Density functional calculations of extended, periodic systems using Coulomb corrected molecular fractionation with conjugated caps method (CC-MFCC)
Abstract
A fragmentation scheme based upon the molecular fractionation with conjugated caps (MFCC) method and derived previously [J. Chem. Phys., 2009, 130, 144104] within the remit of density functional theory (DFT) based on local and semi-local functionals, enables one to perform order-N high-quality DFT calculations on extended systems (e.g. collections of organic molecules) via considering its smaller fragments. Here we discuss in detail a considerably improved method which broadens its applicability to a wider class of extended systems: (i) when each individual fragment is considered, the surrounding part of the entire system is not ignored anymore; instead, it is represented by point charges; (ii) the method is generalised to a system of any complexity enabling studying periodic and porous systems in real space; (iii) an appropriate Coulomb correction term is derived where clear distinction is made between charge densities of the same cap regions appearing in different fragments.

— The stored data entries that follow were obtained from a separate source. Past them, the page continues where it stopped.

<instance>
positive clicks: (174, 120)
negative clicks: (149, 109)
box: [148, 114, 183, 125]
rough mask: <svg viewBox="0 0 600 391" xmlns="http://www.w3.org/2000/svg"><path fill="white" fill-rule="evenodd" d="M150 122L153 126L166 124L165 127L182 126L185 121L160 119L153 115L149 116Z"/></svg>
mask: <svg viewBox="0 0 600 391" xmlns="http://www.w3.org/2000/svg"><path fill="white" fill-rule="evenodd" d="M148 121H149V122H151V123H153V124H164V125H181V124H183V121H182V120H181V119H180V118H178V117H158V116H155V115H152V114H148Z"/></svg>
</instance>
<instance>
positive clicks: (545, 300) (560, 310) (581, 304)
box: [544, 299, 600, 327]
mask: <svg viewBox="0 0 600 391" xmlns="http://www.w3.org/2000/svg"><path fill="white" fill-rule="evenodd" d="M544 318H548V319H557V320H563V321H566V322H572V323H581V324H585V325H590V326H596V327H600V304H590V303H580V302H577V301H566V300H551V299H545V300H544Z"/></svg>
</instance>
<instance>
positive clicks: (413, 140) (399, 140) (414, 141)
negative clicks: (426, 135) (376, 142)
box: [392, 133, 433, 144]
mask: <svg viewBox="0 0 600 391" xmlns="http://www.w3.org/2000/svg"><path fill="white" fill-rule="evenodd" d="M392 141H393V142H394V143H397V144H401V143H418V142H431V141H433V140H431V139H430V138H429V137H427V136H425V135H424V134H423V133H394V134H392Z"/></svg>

Consequently, our correction term turns out to differ substantially from that derived e.g. by Li et al. [J. Chem. Phys. A, 2007, 111(11), 2193]. We also discuss a possibility for the point charges surrounding each fragment to update self-consistently following the calculations of every individual fragment. We examine here a new implementation of our method and its application to a metal–organic framework system. Specifically, we consider the structure of MOF-16 and adsorption of Hydrogen molecules in its pores. Possible ways of improving precision and to further widen up applicability of the method are also discussed.